Il est souvent difficile de transposer l’observation des mécanismes de tolérance ou de résistance observés au cours de l’étude expérimentale d’un pathogène à un « monde réel » où les sujets sont simultanément exposés à des pathogènes multiples. Or, on l’a dit, la comorbidité est habituelle chez l’enfant africain. Des observations déjà anciennes et nombreuses ont constaté que l’infection par le Plasmodium se double très souvent d’une infection par des salmonelles non typhoïdiques (NTS) : Salmonella enterica serovar1 Typhimurium et Salmonella enterica serovar Enteritidis. Un tableau clinique non spécifique est souvent grave avec environ 20 % d’évolution fatale [10].

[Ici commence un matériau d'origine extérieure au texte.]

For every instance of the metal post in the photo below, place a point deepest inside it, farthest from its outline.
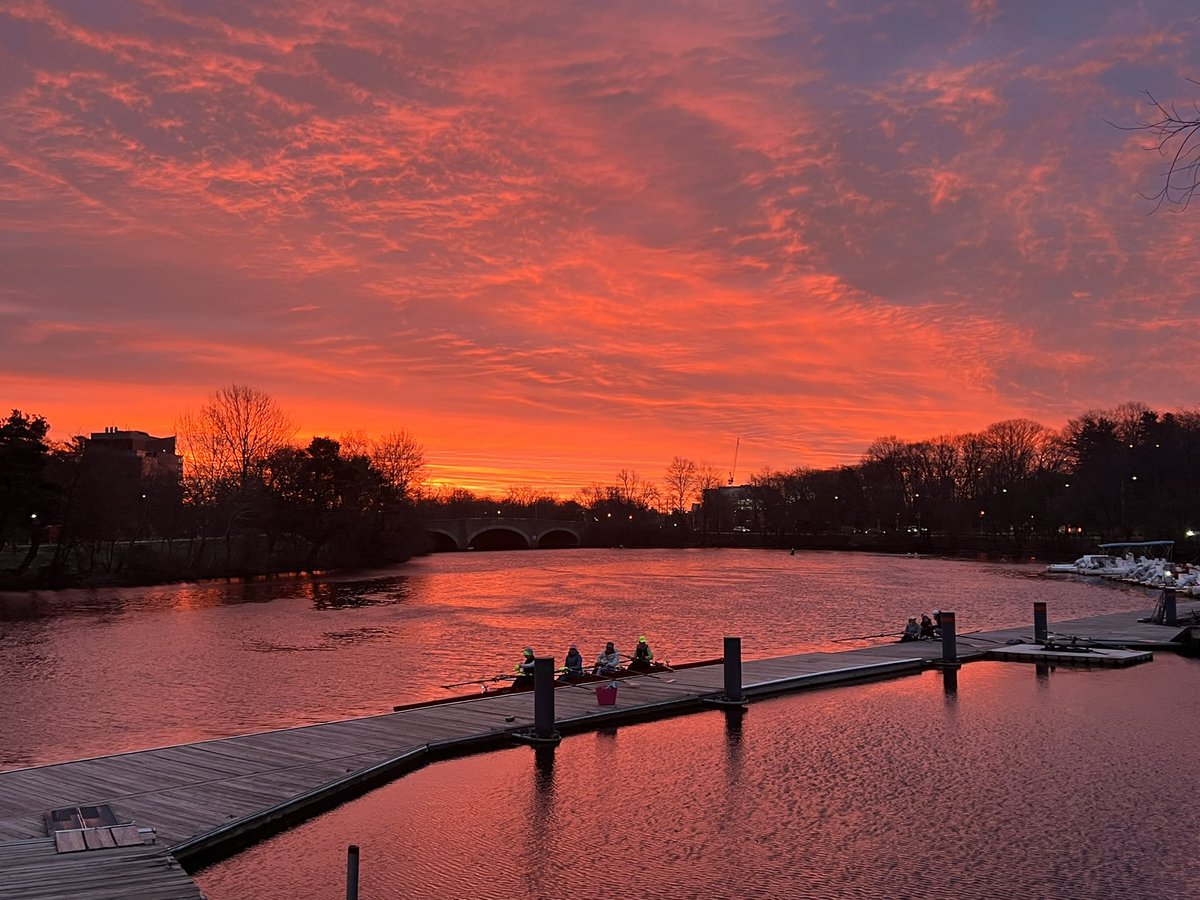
(544, 696)
(352, 873)
(1041, 627)
(733, 669)
(949, 652)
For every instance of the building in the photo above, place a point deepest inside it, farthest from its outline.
(156, 456)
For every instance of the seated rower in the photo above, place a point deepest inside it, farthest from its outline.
(643, 657)
(927, 629)
(573, 664)
(523, 670)
(607, 663)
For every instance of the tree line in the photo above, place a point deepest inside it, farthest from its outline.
(246, 501)
(250, 499)
(1126, 473)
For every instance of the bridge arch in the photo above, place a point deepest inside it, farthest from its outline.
(503, 533)
(498, 537)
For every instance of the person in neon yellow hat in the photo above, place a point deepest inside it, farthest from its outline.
(643, 657)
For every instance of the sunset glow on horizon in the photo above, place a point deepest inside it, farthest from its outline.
(558, 240)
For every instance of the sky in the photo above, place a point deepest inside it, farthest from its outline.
(556, 240)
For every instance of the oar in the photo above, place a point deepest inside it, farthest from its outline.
(479, 681)
(868, 637)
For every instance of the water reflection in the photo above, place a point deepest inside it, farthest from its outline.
(951, 685)
(336, 595)
(225, 658)
(869, 791)
(544, 820)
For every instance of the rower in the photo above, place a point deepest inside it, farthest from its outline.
(927, 628)
(607, 663)
(573, 665)
(643, 657)
(525, 669)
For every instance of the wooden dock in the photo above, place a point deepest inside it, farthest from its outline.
(207, 799)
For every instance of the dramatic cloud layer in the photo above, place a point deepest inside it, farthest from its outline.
(555, 240)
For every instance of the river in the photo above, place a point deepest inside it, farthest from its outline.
(95, 672)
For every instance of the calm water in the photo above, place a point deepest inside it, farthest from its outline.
(96, 672)
(1023, 784)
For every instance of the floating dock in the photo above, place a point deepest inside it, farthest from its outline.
(196, 803)
(1067, 655)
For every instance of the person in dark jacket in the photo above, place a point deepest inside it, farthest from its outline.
(573, 665)
(607, 663)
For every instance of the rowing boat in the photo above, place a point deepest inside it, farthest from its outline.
(523, 684)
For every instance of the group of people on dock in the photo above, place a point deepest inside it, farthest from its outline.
(928, 629)
(609, 663)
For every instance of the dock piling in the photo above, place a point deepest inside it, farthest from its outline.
(949, 647)
(733, 670)
(544, 697)
(1041, 627)
(1169, 611)
(352, 873)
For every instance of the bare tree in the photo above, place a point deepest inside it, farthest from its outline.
(633, 490)
(681, 483)
(354, 443)
(238, 429)
(1014, 450)
(1176, 138)
(400, 457)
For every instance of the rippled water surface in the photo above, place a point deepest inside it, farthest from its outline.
(1072, 783)
(93, 672)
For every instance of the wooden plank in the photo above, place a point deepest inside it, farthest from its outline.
(70, 841)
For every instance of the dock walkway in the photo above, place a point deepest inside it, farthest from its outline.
(205, 799)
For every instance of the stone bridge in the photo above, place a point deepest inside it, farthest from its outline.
(503, 533)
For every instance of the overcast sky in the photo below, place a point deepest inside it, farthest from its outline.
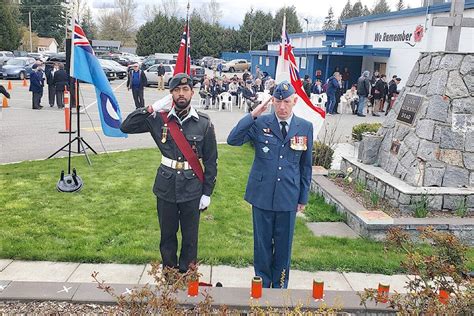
(233, 11)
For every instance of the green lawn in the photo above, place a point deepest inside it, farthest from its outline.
(113, 218)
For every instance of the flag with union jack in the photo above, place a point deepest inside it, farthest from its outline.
(86, 67)
(287, 69)
(183, 62)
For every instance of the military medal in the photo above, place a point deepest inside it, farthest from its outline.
(164, 133)
(299, 143)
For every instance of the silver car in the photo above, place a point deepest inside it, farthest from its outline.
(5, 56)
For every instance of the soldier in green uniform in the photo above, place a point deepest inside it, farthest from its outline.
(183, 188)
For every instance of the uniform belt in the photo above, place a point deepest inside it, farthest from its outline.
(174, 164)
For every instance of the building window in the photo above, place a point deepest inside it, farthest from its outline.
(303, 63)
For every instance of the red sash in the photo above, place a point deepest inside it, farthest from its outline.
(184, 146)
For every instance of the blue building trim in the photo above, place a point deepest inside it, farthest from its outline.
(438, 8)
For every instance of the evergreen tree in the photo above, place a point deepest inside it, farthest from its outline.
(381, 7)
(346, 13)
(48, 17)
(400, 5)
(10, 34)
(256, 30)
(329, 22)
(292, 22)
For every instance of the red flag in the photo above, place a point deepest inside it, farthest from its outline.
(183, 63)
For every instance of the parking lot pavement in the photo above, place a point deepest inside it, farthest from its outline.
(27, 134)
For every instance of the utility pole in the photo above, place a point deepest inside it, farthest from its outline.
(31, 40)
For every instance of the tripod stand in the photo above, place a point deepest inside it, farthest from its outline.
(82, 145)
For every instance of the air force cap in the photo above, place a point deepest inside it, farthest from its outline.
(283, 90)
(180, 79)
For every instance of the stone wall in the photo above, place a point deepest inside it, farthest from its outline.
(405, 201)
(438, 148)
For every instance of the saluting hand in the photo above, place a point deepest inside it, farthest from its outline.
(261, 108)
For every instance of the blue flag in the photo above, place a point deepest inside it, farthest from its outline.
(87, 68)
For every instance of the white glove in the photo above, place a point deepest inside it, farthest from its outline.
(163, 104)
(204, 203)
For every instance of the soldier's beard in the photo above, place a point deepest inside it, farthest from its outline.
(181, 104)
(182, 107)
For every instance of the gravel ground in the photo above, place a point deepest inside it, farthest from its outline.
(55, 308)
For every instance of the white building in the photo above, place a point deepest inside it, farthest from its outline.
(389, 43)
(406, 33)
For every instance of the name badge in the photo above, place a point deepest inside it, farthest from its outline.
(299, 143)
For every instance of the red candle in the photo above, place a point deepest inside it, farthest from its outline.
(256, 287)
(383, 292)
(193, 288)
(318, 289)
(443, 296)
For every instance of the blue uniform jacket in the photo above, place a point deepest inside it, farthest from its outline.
(280, 177)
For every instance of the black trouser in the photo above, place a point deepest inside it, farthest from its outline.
(171, 216)
(51, 94)
(60, 98)
(37, 99)
(138, 97)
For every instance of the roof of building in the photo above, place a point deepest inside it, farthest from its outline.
(46, 41)
(106, 43)
(349, 50)
(438, 8)
(332, 33)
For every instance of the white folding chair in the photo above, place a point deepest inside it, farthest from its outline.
(225, 99)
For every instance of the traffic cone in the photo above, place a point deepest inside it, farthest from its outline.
(4, 102)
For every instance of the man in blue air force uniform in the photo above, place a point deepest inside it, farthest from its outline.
(279, 180)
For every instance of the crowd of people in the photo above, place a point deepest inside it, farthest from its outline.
(369, 95)
(56, 79)
(245, 88)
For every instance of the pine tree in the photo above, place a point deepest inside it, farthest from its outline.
(346, 13)
(10, 34)
(381, 7)
(400, 5)
(329, 22)
(292, 22)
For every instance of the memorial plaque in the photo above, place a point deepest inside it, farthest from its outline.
(409, 108)
(394, 149)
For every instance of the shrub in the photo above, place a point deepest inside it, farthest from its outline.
(359, 129)
(322, 155)
(437, 262)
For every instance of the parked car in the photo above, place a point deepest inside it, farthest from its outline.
(121, 60)
(152, 74)
(196, 72)
(109, 73)
(19, 67)
(37, 56)
(5, 56)
(236, 65)
(120, 71)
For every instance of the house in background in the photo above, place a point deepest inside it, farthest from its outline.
(47, 44)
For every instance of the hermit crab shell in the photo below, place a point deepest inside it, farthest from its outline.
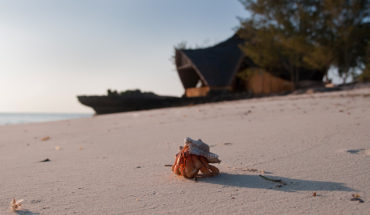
(198, 147)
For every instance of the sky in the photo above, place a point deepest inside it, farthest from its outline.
(51, 51)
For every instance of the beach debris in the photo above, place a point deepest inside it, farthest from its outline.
(45, 138)
(45, 160)
(356, 197)
(15, 205)
(193, 157)
(273, 180)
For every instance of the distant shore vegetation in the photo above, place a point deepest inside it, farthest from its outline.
(312, 34)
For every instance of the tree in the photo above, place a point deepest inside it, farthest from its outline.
(288, 35)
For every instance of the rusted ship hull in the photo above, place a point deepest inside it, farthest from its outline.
(115, 104)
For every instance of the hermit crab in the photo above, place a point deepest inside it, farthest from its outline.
(194, 157)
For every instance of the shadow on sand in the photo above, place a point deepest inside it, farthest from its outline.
(291, 184)
(26, 212)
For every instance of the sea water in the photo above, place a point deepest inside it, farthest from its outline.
(20, 118)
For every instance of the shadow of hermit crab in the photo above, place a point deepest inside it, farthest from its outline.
(193, 158)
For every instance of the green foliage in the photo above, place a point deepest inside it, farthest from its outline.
(312, 34)
(365, 75)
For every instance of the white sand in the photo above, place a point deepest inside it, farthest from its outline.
(114, 164)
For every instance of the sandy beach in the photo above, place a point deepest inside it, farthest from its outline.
(116, 164)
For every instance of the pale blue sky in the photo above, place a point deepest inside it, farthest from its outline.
(51, 51)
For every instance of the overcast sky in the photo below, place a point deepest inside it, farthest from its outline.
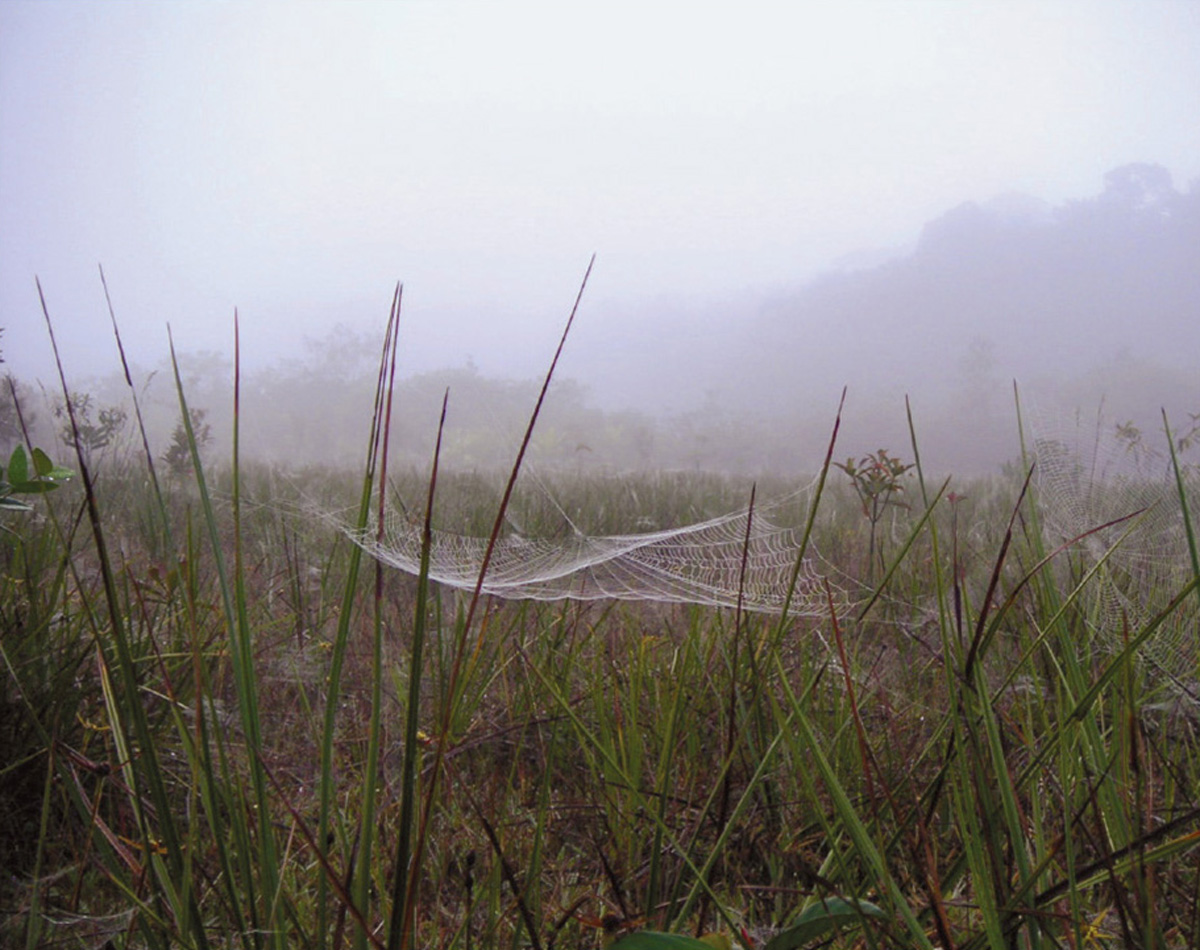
(295, 160)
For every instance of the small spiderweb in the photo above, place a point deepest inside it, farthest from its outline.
(1092, 472)
(696, 564)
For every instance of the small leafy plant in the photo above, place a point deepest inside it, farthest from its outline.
(876, 479)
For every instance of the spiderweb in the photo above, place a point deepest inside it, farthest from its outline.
(1092, 472)
(699, 564)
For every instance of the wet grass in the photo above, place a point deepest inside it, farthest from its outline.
(227, 728)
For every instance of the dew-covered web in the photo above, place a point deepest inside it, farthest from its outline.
(1093, 470)
(699, 564)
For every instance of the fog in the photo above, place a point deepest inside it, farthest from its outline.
(919, 199)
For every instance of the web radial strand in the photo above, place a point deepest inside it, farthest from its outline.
(696, 564)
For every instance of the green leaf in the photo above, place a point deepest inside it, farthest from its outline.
(657, 941)
(822, 918)
(18, 467)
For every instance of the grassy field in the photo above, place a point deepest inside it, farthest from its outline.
(225, 726)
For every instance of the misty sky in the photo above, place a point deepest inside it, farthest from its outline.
(295, 160)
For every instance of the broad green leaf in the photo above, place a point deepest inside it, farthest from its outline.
(822, 918)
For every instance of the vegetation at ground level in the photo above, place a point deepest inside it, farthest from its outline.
(225, 727)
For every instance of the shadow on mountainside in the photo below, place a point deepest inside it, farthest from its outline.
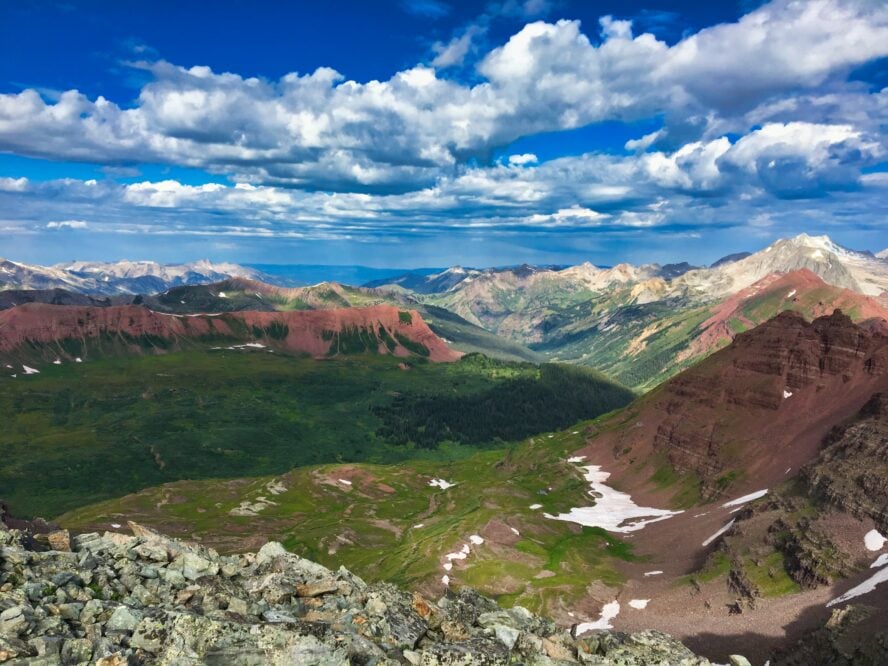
(852, 634)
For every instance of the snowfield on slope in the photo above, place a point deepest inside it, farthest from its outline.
(613, 510)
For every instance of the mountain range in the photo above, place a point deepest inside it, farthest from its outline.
(638, 324)
(121, 277)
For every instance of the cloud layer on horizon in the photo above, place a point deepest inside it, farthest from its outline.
(761, 122)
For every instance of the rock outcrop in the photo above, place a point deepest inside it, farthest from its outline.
(146, 599)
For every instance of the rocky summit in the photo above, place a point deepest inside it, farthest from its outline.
(115, 599)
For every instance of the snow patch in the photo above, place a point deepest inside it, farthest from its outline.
(608, 612)
(719, 533)
(881, 561)
(612, 508)
(746, 498)
(874, 541)
(865, 587)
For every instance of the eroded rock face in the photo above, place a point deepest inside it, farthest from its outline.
(116, 599)
(852, 470)
(382, 329)
(766, 394)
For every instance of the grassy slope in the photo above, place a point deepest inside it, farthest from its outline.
(80, 433)
(369, 526)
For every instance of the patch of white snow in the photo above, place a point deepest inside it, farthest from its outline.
(608, 612)
(881, 561)
(746, 498)
(719, 533)
(874, 541)
(612, 508)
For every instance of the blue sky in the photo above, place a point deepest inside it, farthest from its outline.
(427, 132)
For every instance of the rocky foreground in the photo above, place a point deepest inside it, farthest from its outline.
(116, 599)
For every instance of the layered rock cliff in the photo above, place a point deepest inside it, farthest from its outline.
(70, 332)
(764, 403)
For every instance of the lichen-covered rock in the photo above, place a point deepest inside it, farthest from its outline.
(117, 599)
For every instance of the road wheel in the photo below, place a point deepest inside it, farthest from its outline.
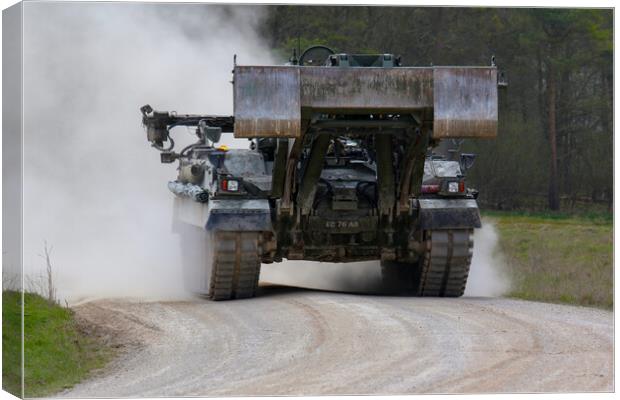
(445, 263)
(233, 267)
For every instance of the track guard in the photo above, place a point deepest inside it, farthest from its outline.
(448, 214)
(238, 216)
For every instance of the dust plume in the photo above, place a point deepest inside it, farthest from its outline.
(487, 274)
(356, 277)
(93, 188)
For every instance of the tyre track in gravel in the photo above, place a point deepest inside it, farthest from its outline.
(291, 341)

Quel serait le rôle possible du fer dans l’interaction entre le Plasmodium parasite et les Salmonella NTS ? Requis pour le développement du Plasmodium, le fer est aussi un nutriment indispensable à celui de la bactérie. Or, la redistribution du fer vers les macrophages, et peut-être les polynucléaires, leur fournit ce nutriment. Dans une étude récente sur un modèle murin de co-infection par le Plasmodium yoelii et Salmonella typhimurium évoluant vers une bactériémie mortelle, les auteurs montrent le rôle clé de l’hème oxygénase (HO) : cette enzyme, induite par l’hème libéré par l’hémolyse des GR infectés par Plasmodium, serait responsable d’une augmentation de fer dans les cellules myéloïdes immatures, ainsi que de la diminution d’espèces réactives bactéricides, deux conditions favorables au développement de Salmonella [11].

Conclusion

Une augmentation des taux d’hepcidine dans le paludisme pourrait rendre compte de la résistance à la surinfection par redistribution du fer et contribuer au développement de l’anémie, complication et cause majeure de la mortalité due au parasite chez l’enfant. Ces études relancent de fait le débat sur les stratégies thérapeutiques de supplémentation en fer dans les zones de paludisme endémique. Les nouvelles données acquises dans le modèle murin apportent de nouvelles pistes de recherche qui restent à confirmer chez l’homme.

Liens d’intérêt

Les auteurs déclarent n’avoir aucun lien d’intérêt concernant les données publiées dans cet article.

 
Footnotes
1 Au sein de chacune des sous-espèces de Salmonella enterica, il est possible de distinguer des sérovars caractérisés par leurs antigènes somatiques (0), flagellaires (H) et, éventuellement, par leur antigène Vi (virulence). Le terme de sérovar est préféré à celui de sérotype.